Вчерашний жених  и его друзья двинули на ярмарку. Да и куда ещё следовало бы пойти повеселиться таким молодцам в разгар Масленицы?
 Примкнувший, было, к молодёжи, подвыпивший дядя Фёдор Турченок, прошёл  с ними  недолго, но потом вернулся обратно, решив запрячь своего ездового рысака, поскольку по рыхлому, подтаивающему снегу, идти ему было тяжеловато.   Было часов, наверное, около одиннадцати, во всяком случае, к обедне ещё не звонили, когда ватага наших героев оказалась в торговых рядах.

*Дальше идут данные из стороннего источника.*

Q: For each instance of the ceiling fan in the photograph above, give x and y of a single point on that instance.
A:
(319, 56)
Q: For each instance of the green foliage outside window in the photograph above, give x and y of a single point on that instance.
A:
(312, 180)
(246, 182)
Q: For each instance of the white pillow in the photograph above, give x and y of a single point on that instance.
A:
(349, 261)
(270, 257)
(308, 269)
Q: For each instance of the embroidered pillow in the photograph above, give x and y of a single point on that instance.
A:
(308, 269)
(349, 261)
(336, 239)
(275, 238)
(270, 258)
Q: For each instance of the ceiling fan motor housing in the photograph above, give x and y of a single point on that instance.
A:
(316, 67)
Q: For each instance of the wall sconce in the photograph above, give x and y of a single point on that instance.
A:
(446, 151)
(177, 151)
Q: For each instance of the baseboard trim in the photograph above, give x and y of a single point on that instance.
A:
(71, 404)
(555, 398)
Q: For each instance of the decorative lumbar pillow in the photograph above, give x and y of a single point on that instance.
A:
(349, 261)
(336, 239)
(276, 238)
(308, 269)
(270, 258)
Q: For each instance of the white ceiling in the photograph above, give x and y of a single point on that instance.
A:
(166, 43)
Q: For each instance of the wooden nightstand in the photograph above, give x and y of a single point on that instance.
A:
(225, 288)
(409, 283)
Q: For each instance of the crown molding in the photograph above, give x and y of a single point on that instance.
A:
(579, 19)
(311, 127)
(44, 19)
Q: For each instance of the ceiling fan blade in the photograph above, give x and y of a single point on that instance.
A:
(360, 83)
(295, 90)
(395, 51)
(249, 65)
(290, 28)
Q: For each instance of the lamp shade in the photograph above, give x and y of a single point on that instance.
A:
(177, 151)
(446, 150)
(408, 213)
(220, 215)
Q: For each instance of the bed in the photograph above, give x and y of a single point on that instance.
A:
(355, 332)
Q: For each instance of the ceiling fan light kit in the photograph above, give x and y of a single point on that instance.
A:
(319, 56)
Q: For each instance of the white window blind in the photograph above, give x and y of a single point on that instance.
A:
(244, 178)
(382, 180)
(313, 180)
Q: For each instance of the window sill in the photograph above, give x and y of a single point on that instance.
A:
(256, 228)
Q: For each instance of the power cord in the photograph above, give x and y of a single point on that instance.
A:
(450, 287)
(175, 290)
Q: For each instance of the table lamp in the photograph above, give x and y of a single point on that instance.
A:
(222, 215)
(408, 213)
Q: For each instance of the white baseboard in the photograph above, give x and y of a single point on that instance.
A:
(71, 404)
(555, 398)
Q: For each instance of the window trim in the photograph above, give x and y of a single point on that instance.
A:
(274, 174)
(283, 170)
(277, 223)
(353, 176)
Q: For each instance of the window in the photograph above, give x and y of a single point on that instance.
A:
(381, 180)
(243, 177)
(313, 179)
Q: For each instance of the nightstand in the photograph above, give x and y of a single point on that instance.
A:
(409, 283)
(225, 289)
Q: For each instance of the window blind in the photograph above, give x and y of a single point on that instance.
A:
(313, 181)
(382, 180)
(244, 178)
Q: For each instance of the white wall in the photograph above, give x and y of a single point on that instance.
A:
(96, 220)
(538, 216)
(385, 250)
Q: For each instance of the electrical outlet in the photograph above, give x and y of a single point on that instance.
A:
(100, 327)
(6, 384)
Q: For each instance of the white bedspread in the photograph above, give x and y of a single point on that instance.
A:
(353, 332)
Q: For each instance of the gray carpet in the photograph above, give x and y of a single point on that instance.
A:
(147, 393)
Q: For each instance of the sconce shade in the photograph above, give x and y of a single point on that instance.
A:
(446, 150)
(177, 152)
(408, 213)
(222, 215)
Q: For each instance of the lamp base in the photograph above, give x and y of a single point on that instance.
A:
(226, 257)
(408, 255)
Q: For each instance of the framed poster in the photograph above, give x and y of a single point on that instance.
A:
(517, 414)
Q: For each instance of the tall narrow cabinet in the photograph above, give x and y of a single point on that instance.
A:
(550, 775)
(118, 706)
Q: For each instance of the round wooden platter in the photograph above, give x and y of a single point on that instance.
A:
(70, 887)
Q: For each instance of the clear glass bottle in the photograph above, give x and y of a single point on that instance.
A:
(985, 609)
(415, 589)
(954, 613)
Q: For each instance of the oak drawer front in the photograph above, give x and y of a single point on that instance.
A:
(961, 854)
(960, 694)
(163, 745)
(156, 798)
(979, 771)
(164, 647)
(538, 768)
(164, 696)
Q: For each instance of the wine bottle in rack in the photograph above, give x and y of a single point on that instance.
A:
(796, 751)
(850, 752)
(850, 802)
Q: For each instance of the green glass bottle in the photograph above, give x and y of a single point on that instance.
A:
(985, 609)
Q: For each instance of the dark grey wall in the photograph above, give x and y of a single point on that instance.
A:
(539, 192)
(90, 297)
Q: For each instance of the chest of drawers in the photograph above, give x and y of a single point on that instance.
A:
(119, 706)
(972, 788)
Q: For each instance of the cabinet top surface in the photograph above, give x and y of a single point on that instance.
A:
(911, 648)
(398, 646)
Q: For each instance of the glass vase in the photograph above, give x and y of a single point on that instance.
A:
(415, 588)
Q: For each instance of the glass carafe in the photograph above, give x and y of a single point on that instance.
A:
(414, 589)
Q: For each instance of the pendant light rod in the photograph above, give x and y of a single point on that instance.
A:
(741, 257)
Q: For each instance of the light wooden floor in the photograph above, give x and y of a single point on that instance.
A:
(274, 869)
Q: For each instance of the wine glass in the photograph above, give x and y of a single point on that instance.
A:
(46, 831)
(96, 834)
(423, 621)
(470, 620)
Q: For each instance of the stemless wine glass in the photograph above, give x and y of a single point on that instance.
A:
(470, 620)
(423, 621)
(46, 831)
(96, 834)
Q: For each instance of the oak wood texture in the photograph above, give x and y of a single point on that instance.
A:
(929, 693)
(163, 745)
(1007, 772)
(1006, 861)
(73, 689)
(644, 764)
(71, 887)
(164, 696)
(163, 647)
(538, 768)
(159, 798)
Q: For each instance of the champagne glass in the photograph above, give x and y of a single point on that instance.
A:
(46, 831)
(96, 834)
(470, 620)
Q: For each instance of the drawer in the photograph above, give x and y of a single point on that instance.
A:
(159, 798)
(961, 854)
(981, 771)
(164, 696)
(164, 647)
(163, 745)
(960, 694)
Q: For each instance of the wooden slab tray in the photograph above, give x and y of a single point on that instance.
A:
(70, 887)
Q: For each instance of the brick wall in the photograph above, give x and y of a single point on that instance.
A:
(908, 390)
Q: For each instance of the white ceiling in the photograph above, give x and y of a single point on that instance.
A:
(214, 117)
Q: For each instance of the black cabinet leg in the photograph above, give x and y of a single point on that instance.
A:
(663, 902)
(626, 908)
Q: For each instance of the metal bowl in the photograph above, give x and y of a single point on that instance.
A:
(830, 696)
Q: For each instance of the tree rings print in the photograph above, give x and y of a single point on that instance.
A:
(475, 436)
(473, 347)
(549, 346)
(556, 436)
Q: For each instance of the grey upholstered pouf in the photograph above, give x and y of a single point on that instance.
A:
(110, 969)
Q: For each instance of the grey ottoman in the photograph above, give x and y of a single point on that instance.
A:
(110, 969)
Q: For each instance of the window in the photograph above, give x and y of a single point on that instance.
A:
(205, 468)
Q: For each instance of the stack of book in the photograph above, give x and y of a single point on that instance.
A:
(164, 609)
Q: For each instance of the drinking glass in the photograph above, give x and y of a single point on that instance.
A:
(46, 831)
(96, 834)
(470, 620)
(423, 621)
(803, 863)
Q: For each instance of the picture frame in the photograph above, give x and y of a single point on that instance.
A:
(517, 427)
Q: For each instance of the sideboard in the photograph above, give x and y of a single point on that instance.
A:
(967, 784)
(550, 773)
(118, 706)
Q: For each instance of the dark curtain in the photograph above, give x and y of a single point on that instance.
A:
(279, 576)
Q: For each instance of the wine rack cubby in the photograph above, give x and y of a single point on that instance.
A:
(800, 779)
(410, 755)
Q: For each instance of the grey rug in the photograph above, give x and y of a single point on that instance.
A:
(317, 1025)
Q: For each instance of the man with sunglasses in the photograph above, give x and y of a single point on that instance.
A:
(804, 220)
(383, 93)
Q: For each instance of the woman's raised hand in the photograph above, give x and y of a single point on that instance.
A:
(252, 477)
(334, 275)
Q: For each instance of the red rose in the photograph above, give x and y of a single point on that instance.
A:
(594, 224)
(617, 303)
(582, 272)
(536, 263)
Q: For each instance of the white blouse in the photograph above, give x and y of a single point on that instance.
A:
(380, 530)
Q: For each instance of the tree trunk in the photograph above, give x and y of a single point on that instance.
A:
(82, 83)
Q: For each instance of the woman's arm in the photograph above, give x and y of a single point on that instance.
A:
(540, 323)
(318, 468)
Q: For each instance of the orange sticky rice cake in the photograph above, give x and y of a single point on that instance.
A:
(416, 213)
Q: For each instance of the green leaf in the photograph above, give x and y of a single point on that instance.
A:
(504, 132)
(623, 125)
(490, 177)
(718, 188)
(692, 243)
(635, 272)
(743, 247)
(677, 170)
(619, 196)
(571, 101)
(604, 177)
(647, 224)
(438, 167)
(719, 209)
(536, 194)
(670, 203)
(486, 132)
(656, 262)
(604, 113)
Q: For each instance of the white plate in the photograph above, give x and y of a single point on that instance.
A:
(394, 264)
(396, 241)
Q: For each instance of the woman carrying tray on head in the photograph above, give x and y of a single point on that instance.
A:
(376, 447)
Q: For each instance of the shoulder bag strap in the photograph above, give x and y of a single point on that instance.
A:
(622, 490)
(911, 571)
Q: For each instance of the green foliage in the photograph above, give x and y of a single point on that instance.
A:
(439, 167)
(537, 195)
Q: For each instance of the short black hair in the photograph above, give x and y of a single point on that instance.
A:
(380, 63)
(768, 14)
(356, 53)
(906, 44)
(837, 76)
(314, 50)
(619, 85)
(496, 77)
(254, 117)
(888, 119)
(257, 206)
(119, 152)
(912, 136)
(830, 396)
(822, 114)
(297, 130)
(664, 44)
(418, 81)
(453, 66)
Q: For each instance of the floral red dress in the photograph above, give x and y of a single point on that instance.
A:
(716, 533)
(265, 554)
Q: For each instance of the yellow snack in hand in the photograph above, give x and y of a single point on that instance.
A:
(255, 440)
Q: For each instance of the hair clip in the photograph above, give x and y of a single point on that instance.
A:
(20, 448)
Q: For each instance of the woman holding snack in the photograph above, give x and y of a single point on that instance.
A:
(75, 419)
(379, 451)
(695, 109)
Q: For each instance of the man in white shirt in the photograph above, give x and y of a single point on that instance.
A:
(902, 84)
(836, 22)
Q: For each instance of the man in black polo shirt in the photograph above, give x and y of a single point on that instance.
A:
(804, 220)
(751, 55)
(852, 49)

Крутилась под граммофон карусель, торговали ряды всякой снедью и живностью, начиная от картошки и свёклы и кончая связками, кудахтающих живых кур и гогочущих гусей, в сеточных клетках, которые высовывали головы наружу и все норовили прохожих ущипнуть. Кровенел издали,  на белом фоне свежевыпавшего снега, ободранными тушами на крюках, мясной ряд, рядом с которым блеяли бараны.  Молочные ряды зимой были даже побогаче, чем летом, да и понятно, товар не так портится. Так что, если кто хотел на масленицу семью побаловать, тут было что повыбирать.  Ряды ломились от крынок с молоком, глечиков с ряженкой, поверх которой обязательно была коричневая пенка. Сметана была разных сортов: от  такой, что наливали в банку, это для любителей щи забелить или с картошечкой намять, до желто-кремовой, которая из банки хоть час лежит, даже и  выползать не думает, это уже для любителей ситничек как маслом намазать, а то можно детишкам и так ложкой есть.   Напоследок можно было и в рыбный ряд, заглянуть, который в зимнюю пору тоже расцветал во всю мощь. Да и опять же на реке жить, да без рыбы быть? А тут и Волга рядом, а уж там-то с рыбой в 1917 всё в порядке было. Связки вяленой воблы и тарани сплошь свешивались из-под навеса, а вот тут тебе мороженые щуки, караси, да лещи, а можно попробовать жереха горячего копчения или, к примеру,  налима. На ушицу всегда есть полосатые окуньки, да плотва с уклейкой.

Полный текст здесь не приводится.